Рыжий безропотно отступил к дверям, волоча за собой возмущенного Федора. Тот всего-то и мог, что махать руками, как подбитая птица крыльями: силища в рыжем оказалась неимоверная. Кончилось тем, что он пинком вышвырнул Басманова из опочивальни и обернулся с порога:
– А, плюнь, государь! – Густой голос его гудел успокаивающе. – Оскоромился, опоганился – ну и хрен с ним! Всякое бывает, тем паче с горя, тем паче по пьянке. Федька – он ведь липнет, как банный лист, кого хошь в грех введет, куда до него блудне гулящей! С ним кто только не пакостился. Ишь, волю взял! Только вели – я у него, содомника поганого, все, что меж ног болтается, вырву да в окошко выкину. Ему это все равно без надобности!
– Не надо, брось. – Иван Васильевич съежился на постели, потянул на голову одеяло. – Гони его в три шеи! А ко мне никого, никого, пока не велю. Понял? Ну, пошел вон. Погоди! Как бишь тебя?

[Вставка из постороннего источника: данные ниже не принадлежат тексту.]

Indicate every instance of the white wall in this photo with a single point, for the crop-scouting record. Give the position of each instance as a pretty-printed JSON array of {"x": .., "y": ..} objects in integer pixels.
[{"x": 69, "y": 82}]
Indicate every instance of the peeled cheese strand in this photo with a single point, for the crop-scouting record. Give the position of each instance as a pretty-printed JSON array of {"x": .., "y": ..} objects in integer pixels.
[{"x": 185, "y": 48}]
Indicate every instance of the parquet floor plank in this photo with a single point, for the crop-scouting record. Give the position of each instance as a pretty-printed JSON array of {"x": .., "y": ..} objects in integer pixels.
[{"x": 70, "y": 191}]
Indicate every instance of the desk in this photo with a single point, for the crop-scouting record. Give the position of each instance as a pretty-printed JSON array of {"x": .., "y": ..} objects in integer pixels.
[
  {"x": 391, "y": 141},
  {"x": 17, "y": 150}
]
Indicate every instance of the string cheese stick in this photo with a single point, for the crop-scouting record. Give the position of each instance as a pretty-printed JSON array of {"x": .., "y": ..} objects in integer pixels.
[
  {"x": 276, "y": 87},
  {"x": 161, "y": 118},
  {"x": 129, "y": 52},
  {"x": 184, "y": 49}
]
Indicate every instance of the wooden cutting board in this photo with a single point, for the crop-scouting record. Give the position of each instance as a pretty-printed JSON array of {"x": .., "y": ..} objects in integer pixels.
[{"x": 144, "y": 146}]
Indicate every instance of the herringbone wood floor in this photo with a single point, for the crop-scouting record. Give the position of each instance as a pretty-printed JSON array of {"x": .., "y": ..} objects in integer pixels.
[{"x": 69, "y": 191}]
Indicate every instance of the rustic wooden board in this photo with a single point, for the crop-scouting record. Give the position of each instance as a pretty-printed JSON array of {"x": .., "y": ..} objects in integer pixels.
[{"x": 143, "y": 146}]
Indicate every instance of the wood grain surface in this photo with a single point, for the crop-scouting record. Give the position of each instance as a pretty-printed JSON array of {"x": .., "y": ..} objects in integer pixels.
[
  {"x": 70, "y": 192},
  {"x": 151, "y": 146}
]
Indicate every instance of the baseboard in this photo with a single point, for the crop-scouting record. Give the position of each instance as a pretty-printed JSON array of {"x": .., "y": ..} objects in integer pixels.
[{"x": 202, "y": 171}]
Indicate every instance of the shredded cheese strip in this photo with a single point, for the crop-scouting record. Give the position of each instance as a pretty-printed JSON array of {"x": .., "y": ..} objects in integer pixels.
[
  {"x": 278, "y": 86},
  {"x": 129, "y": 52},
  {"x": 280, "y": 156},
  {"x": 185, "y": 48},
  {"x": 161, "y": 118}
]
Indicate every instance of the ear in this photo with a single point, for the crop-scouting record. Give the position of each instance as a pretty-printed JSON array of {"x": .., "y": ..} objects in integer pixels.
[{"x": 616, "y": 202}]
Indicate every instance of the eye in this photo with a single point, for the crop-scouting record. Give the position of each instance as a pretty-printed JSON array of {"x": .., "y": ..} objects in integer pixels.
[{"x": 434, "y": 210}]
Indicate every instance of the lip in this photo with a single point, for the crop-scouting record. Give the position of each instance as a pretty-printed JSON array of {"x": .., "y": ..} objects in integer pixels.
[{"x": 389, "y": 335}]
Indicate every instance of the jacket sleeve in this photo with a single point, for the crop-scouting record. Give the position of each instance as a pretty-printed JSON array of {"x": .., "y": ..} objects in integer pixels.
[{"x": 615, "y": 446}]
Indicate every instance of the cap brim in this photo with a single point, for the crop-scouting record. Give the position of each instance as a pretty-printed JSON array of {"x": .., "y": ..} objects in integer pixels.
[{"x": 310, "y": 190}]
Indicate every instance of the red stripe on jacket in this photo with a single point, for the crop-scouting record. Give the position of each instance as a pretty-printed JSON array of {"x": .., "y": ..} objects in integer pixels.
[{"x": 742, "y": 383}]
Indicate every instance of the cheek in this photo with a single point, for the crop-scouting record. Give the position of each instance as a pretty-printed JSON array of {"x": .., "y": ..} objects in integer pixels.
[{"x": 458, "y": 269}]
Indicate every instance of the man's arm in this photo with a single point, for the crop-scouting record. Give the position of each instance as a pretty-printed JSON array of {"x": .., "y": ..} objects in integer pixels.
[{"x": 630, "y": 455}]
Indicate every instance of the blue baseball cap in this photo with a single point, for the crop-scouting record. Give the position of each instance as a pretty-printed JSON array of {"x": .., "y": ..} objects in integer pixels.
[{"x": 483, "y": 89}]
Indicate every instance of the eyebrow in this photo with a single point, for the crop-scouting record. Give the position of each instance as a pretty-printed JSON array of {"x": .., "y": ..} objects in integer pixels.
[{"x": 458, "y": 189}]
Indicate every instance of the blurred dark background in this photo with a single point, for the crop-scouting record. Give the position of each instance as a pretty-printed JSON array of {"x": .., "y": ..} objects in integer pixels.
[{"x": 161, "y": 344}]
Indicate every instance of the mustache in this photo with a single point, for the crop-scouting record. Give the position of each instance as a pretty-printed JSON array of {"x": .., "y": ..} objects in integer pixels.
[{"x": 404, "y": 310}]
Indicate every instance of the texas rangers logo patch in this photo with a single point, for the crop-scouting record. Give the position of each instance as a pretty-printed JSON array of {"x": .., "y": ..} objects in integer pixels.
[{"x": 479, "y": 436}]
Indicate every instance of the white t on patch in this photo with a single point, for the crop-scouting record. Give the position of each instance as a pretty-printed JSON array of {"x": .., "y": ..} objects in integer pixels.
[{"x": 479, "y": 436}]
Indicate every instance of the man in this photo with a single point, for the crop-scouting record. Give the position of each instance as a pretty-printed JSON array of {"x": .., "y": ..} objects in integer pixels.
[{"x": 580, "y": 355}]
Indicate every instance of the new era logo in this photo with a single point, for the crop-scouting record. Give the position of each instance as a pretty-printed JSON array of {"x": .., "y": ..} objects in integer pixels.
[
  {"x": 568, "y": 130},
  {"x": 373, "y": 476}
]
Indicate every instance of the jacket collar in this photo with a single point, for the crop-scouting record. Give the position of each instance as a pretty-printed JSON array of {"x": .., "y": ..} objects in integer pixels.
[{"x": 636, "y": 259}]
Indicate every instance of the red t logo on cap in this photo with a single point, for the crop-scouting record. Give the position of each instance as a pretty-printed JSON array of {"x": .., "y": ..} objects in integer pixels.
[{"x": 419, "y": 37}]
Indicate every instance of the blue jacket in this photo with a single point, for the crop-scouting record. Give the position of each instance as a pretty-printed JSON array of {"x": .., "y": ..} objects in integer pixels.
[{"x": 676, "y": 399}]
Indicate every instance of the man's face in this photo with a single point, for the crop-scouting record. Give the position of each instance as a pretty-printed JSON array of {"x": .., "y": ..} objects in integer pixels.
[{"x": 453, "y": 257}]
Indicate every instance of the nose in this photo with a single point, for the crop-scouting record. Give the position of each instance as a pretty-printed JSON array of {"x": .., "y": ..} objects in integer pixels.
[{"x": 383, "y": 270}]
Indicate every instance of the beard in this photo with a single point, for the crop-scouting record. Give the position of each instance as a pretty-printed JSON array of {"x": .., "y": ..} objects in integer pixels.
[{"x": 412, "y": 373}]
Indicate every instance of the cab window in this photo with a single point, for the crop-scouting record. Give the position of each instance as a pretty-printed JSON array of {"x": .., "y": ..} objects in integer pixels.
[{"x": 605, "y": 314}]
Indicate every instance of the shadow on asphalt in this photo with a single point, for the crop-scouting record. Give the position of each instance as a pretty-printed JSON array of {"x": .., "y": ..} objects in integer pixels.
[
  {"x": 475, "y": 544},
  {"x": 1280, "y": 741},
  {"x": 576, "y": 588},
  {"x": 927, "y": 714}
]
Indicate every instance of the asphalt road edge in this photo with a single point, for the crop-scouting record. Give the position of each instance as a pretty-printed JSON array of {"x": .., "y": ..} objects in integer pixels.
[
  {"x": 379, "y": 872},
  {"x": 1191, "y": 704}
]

– Гришка Скуратов-Бельский. Только меня все Малютою кличут. Последыш я в семье…
Последыш Малюта был поперек себя шире: росту саженного и в плечах косая сажень.[27] Иван Васильевич слабо улыбнулся в подушку: этот богатырь уж точно никого к нему больше не пропустит! Ни осудителей бояр, ни поганого содомника Федьку, ни зануду Висковатого… чего он там высиживает в приемной? Чего ему надо? Какую еще боль хочет причинить?
Иван Васильевич ненавидел болезни и боль. Он не умел не только болеть, но и страдать, терпеть. При любой ране – телесной, духовной ли – ему требовалось немедленное исцеление. Какое угодно, только бы побыстрее. «Не горюй так, – уговаривал он себя, – больше этой беды уже не будет, больше этого горя на свете не бывает…»
Это было последней связной мыслью. Царь уткнулся в сон, как в подушку, и все сразу стало легким, зыбким: и смерть любимой жены, и докука Висковатого, и предстоящая встреча с возмущенными боярами – все подождет до утра!
* * *Утро настало, и было оно мучительнее ночи. Бледный, умытый, переодетый в смиренное платье[28] – все темное, без проблеска золота, в таком же явились ко двору бояре, – царь сидел в своей любимой малой приемной и скользил взглядом по лицам.
Слава Богу, Федьки нет. Но отец его тут. Знает ли Алексей Данилович о пакостях своего сыночка? И кто еще знает о случившемся?
Иван Васильевич передернулся. Ох, как они глядят… Дмитрий Иваныч Курлятев-Оболенский, Репнин, Воротынский-старший жгут глазищами. Слава те, Сильвестра нету… а где он, кстати? Ах да, отъехал в Кириллов-Белозерский монастырь, это еще до Анастасьиной кончины. Хоть бы и на Соловки, только б его не видеть больше! Князь Курбский в Литве, ладно, а где третий из этой святой троицы мучителей?
– Адашев куда подевался? – буркнул неприветливо, глядя поверх голов.
– В Литве, – с особенным, противным поджатием губ ответствовал Курлятев-Оболенский. – Как война началась, так Данила Адашев тебе победу добывает в Литве, тесним полчищами вражьими…
– Сам знаю, где Данила Адашев, – зло перебил Иван Васильевич. – Про Алешку спрашиваю!
Шелест прошел по боярским рядам, словно кряжистые дубы вдруг оказались поколеблены бурею. Лет небось тринадцать, с самой ранней молодости, всесильного советника никто не кликал Алешкою, только по имени-отчеству, в том числе и сам царь. Но времена, известное дело, меняются… И как теперь называть Адашева? Алешкой – язык не поворачивается, Алексеем Федоровичем – как раз схлопочешь от царя посохом!
– В Литве и он, – наконец ответил Висковатый. – Во Феллине, куда ты его, государь, комендантом послал. Как раз вчера первое донесение было получено.
Иван Васильевич стиснул зубы. Интересно бы знать, вспомнит ли он когда-нибудь все досконально, что наворотил за эту поминальную неделю?